Comments from the more mathematically-inclined?

When one says 1 - 1/2 + 1/3 - 1/4 + 1/5 - 1/6 + … = ln(2), that’s also just a way of assigning a value to the series. When one says 2 + 3 = 5, that’s also just a way of assigning a value to the series. There’s not some distinguished sense in which those accounts of summation describe the actual value those series are actually equal to, but this account of summation does not. That’s a false distinction. There is no “actual” value of a series, except relative to an account of summation. And there’s not a distinguished One True Account of summation.

(You could call one account of series summation the One True Account, of course, if you were particularly fond of it, and didn’t care about any others. Plenty of people do. But that is, literally, ignorant. It is ignoring all the other possibilities which are justified as capturing a sense of summation in just the same way as any other, by their analogies to other concepts in the web of things thought of as summation.)

I’m not sure I get it - so you’re saying there’s no difference between a Cesaro sum of a series and any other way of calculating a sum of a series?

There can be lots of differences. I’m saying there’s no good reason to say another kind of sum is the “actual” sum and the Cesaro sum is a spurious sum. There are just different kinds of sums; none of them is the “actual” one. Such talk is meaningless.

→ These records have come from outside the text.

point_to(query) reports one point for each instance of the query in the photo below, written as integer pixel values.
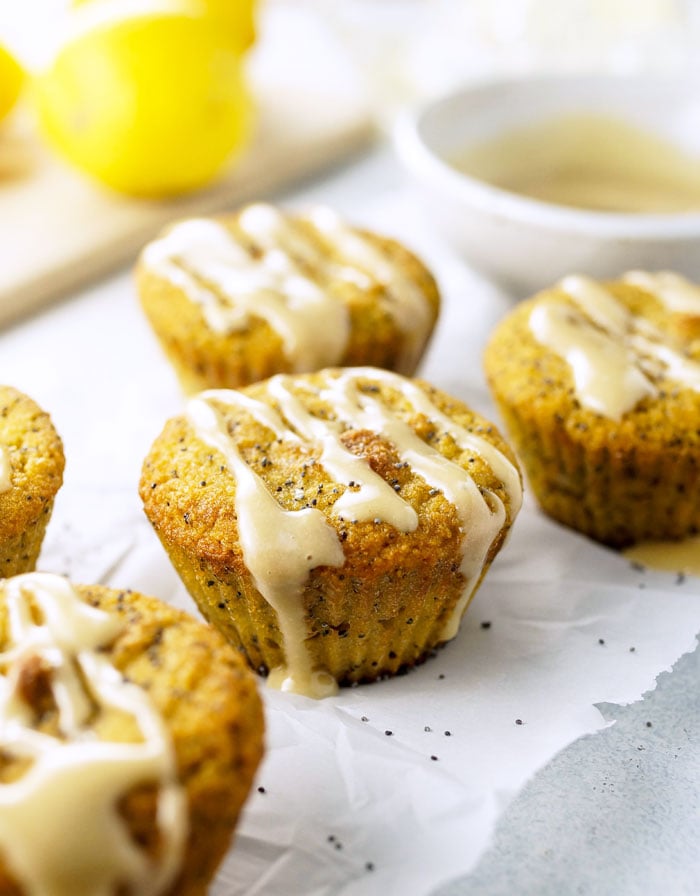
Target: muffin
(130, 737)
(237, 299)
(31, 472)
(599, 388)
(335, 525)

I think some of the flaws with MarkCC’s line of reasoning have already been pointed out.

Let’s be clear in the absolute strictest sense, under the normal definition of addition, you can only actually sum (that is add together each member of) a finite series. This is not quibbling, this is actually quite important. In order to get the sum of an infinite series you need to define what the sum of an infinite series is.

It was noticed a very long time ago that the limit of the set of partial sums allows you to recover the normal result for addition of finite series and also to define summation for some infinite series. After that it was noticed there were methods for extending summation to yet more infinite series and still being able to recover the results from previous methods.

What MarkCC seems to have missed is that it is just a case of what definition you use for summation. Sure, for example, the blokes in the numberphile video were playing it a bit loose when they didn’t mention a different definition of summation was being used than than the one on page six of Introduction to Real Analysis by A. N. Other, but they weren’t necessarily wrong to call it summation.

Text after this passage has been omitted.